About This File
Program binaries are commonly held to be an execute-only program form: rigid, lacking in clear structure, complex to extend and difficult to modify. However, there are several benefits to be gained from modifying binaries rather than another program form: the effects of the compiler upon the program are clearly present; binary modification does not require access to source code, which may be unavailable; and users may manipulate programs while they execute, which is impossible with other forms of program modification.
In this dissertation, we develop and refine four desired properties of a binary modification toolkit: abstraction, safety, timeliness, and efficiency. By abstraction, we mean that a user should operate in terms of familiar structural representations, such as functions, loops, or basic blocks, instead of directly on instructions. By safety, we mean that modification should preserve the visible behavior of code that was not explicitly modified and the structural validity of the binary as a whole.

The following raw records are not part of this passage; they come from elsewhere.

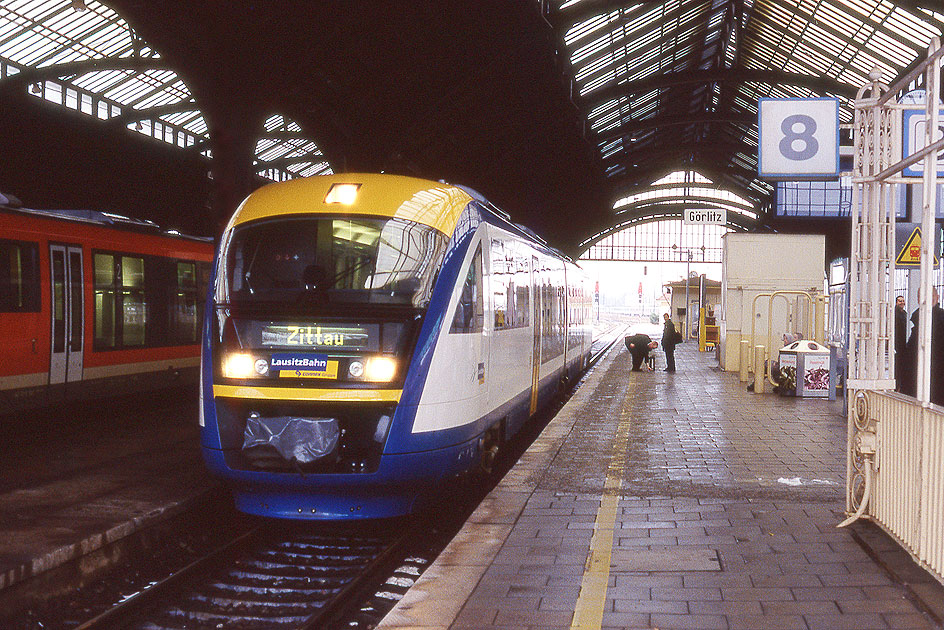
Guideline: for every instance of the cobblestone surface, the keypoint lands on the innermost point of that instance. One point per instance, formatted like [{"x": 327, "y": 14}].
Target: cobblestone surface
[{"x": 757, "y": 480}]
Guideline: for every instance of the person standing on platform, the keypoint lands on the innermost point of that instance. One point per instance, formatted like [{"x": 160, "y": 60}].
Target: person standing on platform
[
  {"x": 901, "y": 340},
  {"x": 670, "y": 338},
  {"x": 639, "y": 346},
  {"x": 937, "y": 353}
]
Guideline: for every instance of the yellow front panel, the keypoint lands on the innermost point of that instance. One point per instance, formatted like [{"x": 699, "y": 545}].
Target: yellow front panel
[
  {"x": 307, "y": 394},
  {"x": 419, "y": 200}
]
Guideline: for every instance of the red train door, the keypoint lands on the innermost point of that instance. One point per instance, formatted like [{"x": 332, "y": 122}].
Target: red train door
[
  {"x": 67, "y": 313},
  {"x": 536, "y": 307}
]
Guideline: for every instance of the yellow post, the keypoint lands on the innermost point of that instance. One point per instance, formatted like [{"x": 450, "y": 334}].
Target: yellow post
[
  {"x": 820, "y": 335},
  {"x": 760, "y": 375},
  {"x": 744, "y": 367},
  {"x": 701, "y": 329}
]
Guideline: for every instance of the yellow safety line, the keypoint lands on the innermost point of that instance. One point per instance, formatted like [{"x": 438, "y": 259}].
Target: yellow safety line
[{"x": 588, "y": 612}]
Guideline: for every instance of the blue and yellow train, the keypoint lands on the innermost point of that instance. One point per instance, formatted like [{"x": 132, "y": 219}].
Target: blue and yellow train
[{"x": 371, "y": 336}]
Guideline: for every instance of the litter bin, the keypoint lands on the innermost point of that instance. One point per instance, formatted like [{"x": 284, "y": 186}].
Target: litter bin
[{"x": 804, "y": 366}]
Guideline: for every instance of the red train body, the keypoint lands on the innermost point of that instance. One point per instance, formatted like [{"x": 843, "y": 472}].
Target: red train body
[{"x": 94, "y": 304}]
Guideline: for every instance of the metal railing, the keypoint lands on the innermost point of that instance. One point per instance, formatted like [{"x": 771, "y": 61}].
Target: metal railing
[
  {"x": 896, "y": 472},
  {"x": 895, "y": 455}
]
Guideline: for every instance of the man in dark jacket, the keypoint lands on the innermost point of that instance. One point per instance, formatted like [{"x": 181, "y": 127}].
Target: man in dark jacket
[
  {"x": 937, "y": 353},
  {"x": 639, "y": 346},
  {"x": 670, "y": 337}
]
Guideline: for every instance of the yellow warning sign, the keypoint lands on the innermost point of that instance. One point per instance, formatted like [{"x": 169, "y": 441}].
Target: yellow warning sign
[{"x": 910, "y": 254}]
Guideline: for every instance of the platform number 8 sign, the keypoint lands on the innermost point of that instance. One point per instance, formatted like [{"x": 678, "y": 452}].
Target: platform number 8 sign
[{"x": 798, "y": 138}]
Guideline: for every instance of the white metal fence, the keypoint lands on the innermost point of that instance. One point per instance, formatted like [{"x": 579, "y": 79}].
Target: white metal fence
[
  {"x": 896, "y": 443},
  {"x": 898, "y": 459}
]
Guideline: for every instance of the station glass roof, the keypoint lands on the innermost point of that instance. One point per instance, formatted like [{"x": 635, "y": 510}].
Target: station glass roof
[
  {"x": 86, "y": 57},
  {"x": 674, "y": 84}
]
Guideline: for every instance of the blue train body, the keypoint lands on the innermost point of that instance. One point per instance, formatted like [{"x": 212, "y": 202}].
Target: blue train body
[{"x": 357, "y": 353}]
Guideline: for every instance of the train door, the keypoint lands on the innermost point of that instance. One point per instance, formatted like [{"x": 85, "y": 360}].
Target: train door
[
  {"x": 66, "y": 313},
  {"x": 536, "y": 345}
]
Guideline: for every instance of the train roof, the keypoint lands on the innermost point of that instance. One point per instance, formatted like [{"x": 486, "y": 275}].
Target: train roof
[
  {"x": 435, "y": 204},
  {"x": 10, "y": 203}
]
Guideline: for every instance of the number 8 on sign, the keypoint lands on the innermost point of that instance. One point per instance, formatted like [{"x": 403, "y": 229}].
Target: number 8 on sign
[{"x": 798, "y": 138}]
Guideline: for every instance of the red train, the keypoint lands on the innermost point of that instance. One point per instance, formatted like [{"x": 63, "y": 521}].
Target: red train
[{"x": 93, "y": 304}]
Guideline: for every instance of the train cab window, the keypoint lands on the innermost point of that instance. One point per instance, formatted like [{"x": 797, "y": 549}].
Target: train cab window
[
  {"x": 120, "y": 305},
  {"x": 470, "y": 311},
  {"x": 19, "y": 277}
]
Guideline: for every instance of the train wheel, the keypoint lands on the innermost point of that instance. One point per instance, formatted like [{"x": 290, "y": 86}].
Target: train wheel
[{"x": 491, "y": 442}]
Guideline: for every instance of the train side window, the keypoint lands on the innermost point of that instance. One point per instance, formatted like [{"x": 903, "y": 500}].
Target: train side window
[
  {"x": 133, "y": 304},
  {"x": 105, "y": 300},
  {"x": 186, "y": 318},
  {"x": 19, "y": 277},
  {"x": 120, "y": 304},
  {"x": 470, "y": 311}
]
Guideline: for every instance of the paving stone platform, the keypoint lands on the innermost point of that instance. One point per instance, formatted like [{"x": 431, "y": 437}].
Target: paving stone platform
[{"x": 657, "y": 500}]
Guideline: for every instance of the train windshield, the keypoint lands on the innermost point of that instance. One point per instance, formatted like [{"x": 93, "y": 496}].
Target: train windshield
[{"x": 293, "y": 260}]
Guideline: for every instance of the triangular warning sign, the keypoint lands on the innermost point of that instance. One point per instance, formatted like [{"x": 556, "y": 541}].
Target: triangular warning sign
[{"x": 910, "y": 254}]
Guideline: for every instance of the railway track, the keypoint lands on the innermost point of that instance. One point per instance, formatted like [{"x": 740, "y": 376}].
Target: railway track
[
  {"x": 296, "y": 576},
  {"x": 289, "y": 577}
]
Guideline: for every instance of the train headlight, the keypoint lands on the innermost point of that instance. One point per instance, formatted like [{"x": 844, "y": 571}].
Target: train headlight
[
  {"x": 344, "y": 194},
  {"x": 238, "y": 365},
  {"x": 380, "y": 369}
]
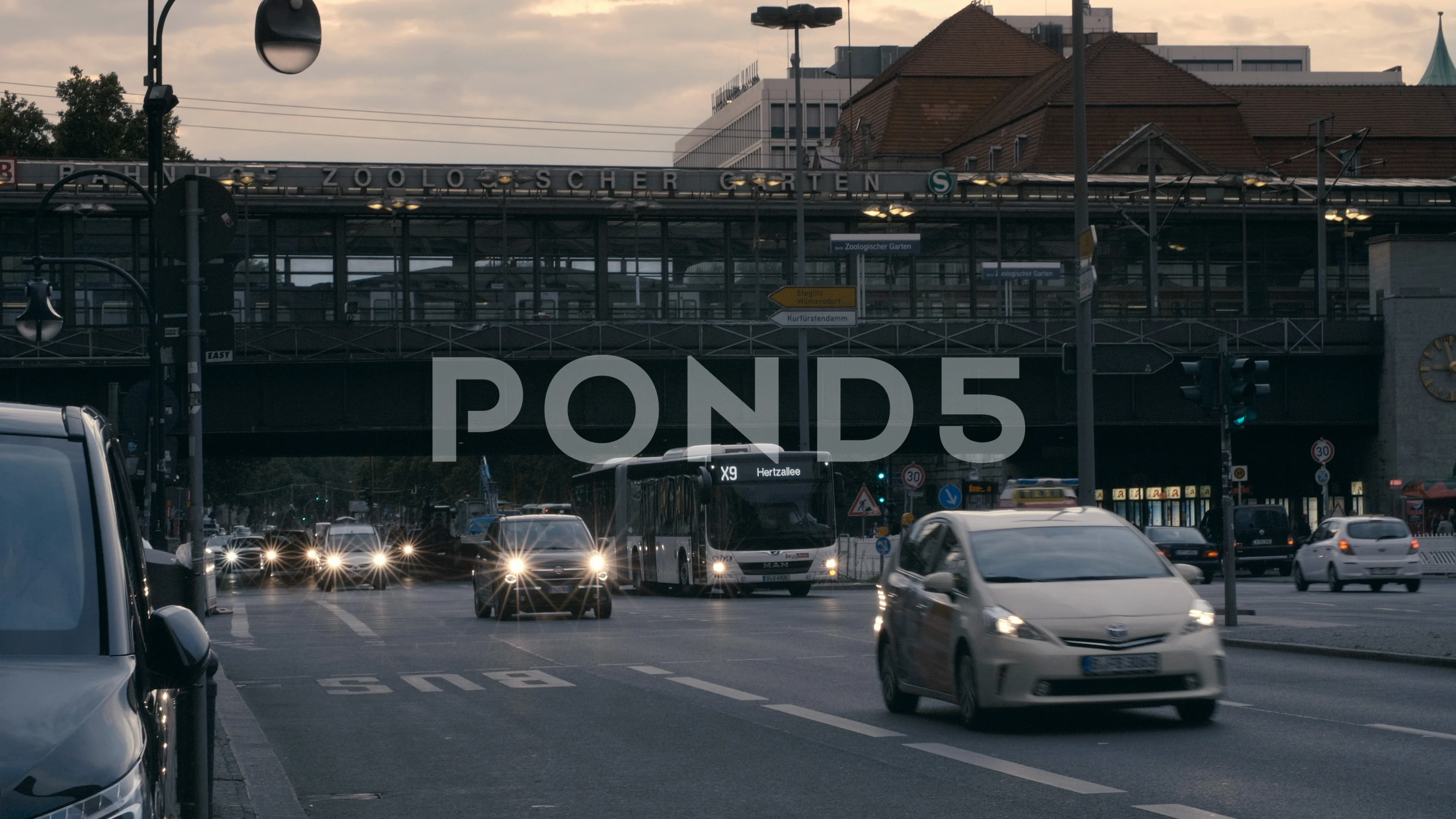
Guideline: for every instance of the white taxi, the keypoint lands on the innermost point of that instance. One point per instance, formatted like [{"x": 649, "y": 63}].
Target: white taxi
[{"x": 1043, "y": 607}]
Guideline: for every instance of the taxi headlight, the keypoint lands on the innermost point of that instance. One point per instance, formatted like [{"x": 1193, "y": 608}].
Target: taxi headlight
[
  {"x": 1200, "y": 615},
  {"x": 127, "y": 798},
  {"x": 1007, "y": 624}
]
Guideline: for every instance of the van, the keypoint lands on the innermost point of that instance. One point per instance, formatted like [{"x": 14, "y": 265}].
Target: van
[{"x": 1261, "y": 534}]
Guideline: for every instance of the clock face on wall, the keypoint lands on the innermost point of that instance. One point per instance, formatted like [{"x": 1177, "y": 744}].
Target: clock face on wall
[{"x": 1438, "y": 368}]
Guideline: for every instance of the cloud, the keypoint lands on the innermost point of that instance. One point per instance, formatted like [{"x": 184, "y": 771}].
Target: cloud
[{"x": 608, "y": 62}]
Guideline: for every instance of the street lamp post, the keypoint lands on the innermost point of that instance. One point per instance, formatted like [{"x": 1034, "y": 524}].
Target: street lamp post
[
  {"x": 799, "y": 17},
  {"x": 759, "y": 180}
]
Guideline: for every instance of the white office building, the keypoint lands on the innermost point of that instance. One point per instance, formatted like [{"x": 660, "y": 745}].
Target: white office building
[{"x": 753, "y": 120}]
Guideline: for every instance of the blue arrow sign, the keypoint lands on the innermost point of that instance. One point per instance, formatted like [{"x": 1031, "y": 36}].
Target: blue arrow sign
[{"x": 950, "y": 496}]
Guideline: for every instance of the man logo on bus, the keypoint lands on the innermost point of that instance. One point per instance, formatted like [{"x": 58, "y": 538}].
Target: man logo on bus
[{"x": 707, "y": 395}]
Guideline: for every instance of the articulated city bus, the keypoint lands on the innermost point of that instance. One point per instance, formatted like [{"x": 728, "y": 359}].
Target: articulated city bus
[{"x": 714, "y": 516}]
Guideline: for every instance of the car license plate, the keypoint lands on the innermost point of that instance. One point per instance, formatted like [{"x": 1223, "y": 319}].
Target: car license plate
[{"x": 1120, "y": 664}]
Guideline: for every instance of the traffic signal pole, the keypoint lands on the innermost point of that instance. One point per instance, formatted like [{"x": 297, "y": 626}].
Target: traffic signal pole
[{"x": 1231, "y": 592}]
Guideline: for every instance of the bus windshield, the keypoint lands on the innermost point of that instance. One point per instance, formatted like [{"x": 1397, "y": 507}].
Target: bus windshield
[{"x": 771, "y": 515}]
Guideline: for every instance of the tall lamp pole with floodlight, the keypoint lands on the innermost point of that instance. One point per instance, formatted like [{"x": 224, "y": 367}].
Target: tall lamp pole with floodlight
[{"x": 799, "y": 17}]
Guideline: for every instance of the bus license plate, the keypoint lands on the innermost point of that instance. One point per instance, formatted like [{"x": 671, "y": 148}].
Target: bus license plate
[{"x": 1120, "y": 664}]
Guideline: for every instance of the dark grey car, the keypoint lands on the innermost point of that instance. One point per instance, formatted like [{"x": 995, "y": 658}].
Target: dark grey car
[{"x": 541, "y": 565}]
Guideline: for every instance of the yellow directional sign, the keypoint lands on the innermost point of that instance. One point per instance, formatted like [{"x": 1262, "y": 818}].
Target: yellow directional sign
[{"x": 799, "y": 297}]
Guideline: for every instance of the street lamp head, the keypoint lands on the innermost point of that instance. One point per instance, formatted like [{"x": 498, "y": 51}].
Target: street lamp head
[
  {"x": 40, "y": 318},
  {"x": 287, "y": 34},
  {"x": 797, "y": 17}
]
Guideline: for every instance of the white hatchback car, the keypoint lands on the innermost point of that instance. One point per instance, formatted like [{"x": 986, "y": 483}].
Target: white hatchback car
[
  {"x": 1368, "y": 550},
  {"x": 1050, "y": 607}
]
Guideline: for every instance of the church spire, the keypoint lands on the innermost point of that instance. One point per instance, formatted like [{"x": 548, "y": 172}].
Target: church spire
[{"x": 1440, "y": 72}]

By timeliness, we mean that a toolkit should allow modification of a binary at any time in its execution continuum, from a file on disk to actively executing code. By efficiency, we mean that modification should impose cost that is both low and proportional to the amount of modified code and the frequency with which it is executed.
We then describe three techniques that allow us to achieve these properties. First, we demonstrate that the CFG, an abstraction that represents the binary program’s structure, can also be used to modify this structure and thus the binary as a whole. By leveraging the CFG, we allow users to operate in terms of familiar and natural constructs rather than requiring them to understand the idiosyncrasies of particular instruction sets. Second, we further refine techniques for code replacement, allowing us to modify a program binary at any time in its execution continuum while preserving proportional cost. Third, we present a technique based on a formal understanding of the characteristics of binary code that allows us to modify the structure of the binary without changing its user-visible behavior, even when the binary attempts to detect such modifications.